-1

Why does my code for overwriting const int variable work? Is it safe?

#include <iostream>
#include <cstring>

using namespace std;

int z = 5;
const int x = *(&z);

int main()
{
    cout << "A:" << x << ", " << &x << endl;
    int y = 7;
    cout << "B:" << y << ", " << &y << endl;
    memcpy((int*)&x, &y, sizeof(int));
    cout << "C:" << x << ", " << &x << endl;
}

Output would be:

A:5, 0x600f94
B:7, 0x7a7efb68019c
C:7, 0x600f94

I am not sure if this has been asked before since I don't know what to search for in this situation.

Nivs
  • 25
  • 5
  • 4
    No it's not safe, the behavior is undefined. Which means it may do anything. “Whatever you expect” being one of the possible outcomes of “anything”, it may happen to do what you expect. This time. Maybe not next time. – spectras Sep 07 '17 at 01:28
  • It works because it is undefined behavior. – Sam Varshavchik Sep 07 '17 at 01:28
  • 3
    `(int*)` casts away the const qualifier. The actual behavior here is undefined. – Chad Sep 07 '17 at 01:30
  • If I initialize const int x = 5; the program crashes at memcpy (expected). Why doesn't this implementation (use of *(&)) crash? – Nivs Sep 07 '17 at 01:31
  • @Nivs Undefined behavior is undefined. – Baum mit Augen Sep 07 '17 at 01:32
  • 2
    Undefined behaviour means the program could look like it works right up until your [bosses demonstrate the program in front of thousands of people at COMDEX](https://www.youtube.com/watch?v=73wMnU7xbwE). – user4581301 Sep 07 '17 at 01:36
  • @nivs> And by the way, if you are curious of what is happening under the hood, it turns out that gcc chooses to put your `x` variable into the `.bss` section when you initialize it this way. That means writing to it will not be detected as an invalid operation by the system. But this cannot be relied upon, it might do something different with another version, or even the same version with different compilation flags. A new version could even introduce some logic to detect this specific mistake and refuse to compile altogether. – spectras Sep 07 '17 at 02:01
  • I would expect `SEGFAULT` with this code... – Michał Fita Sep 07 '17 at 08:36
  • @MichałF> your expectation is incorrect. You have to account for the fact that `z` symbol has default visibility, so it may be interposed by a shared library at dynamic linking. This means that the value to copy into `x` may not be `5`, it could be that of the interposed symbol. Therefore `x` cannot live in the `.rodata` section. This is why it is simply allocated a slot in the `.bss` section, with its value is initialized at program startup. And since it lives in the `.bss` section, which is R/W, it won't segfault when executing the UB-inducing line. – spectras Sep 07 '17 at 14:25
  • @Nivs: You should read about the difference between static and dynamic initialization. – Ben Voigt Sep 08 '17 at 04:40
  • @spectras Makes sense what you're saying. Do you know if the decision about "exposition" is make by the compiler or the linker? – Michał Fita Sep 11 '17 at 12:17
  • 1
    @MichałF> by the developer :). It can be changed using `__attribute__((visibility("hidden")))` on gcc for instance. Or `static` to make it local to the translation unit. Info is encoded in the binary object by the compiler and used both at link edition step and dynamic linking. I don't promise making `x` and `z` hidden or static will be sufficient to make the program segfault. It is necessary though. – spectras Sep 11 '17 at 12:41
  • 1
    @MichałF> it may be of interest to you that when compiling with `clang`, which has a more liberal approach to elf interposition semantics (see [this question](https://stackoverflow.com/q/45971091/3212865) for more in-depth examples), the program does segfault. Analyzing the generated program shows `clang` violates interposition semantics on that case and short-circuits the initialization of `x`. – spectras Sep 11 '17 at 12:54

1 Answers1

2

Answering your questions:

  1. It's not safe; should never be done, it's example of how not to use C.

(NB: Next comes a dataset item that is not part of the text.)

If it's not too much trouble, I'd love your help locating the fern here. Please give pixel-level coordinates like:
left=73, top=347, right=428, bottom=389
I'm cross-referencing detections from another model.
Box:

  2. It's based on undefined behaviour; that means specification doesn't give exact instruction how such attempt should be treated in the code.

  3. Final answer to question why it works? The answer here is true for the GCC only as other compilers may optimise/treat const different way. You need to understand that technically const int x is a declaration of a variable with qualifier. That means (until it's optimised) it has it's place in the memory (in some circumstances in read-only section). When you removed the qualifier and give the address of the variable to the memcpy() (which is dummy library call unaware of memory protection) it makes attempt to write the new data to that address. If compiler puts that variable into read-only section (I faced that epic failure in the past) the execution on any Unix would end with segmentation fault caused by writing instruction violation memory protection of the read-only memory segment used by your program to hold constant data.

In C++ real constants are qualified by constexpr, however there are other implications.

Michał Fita
  • 1,183
  • 1
  • 7
  • 24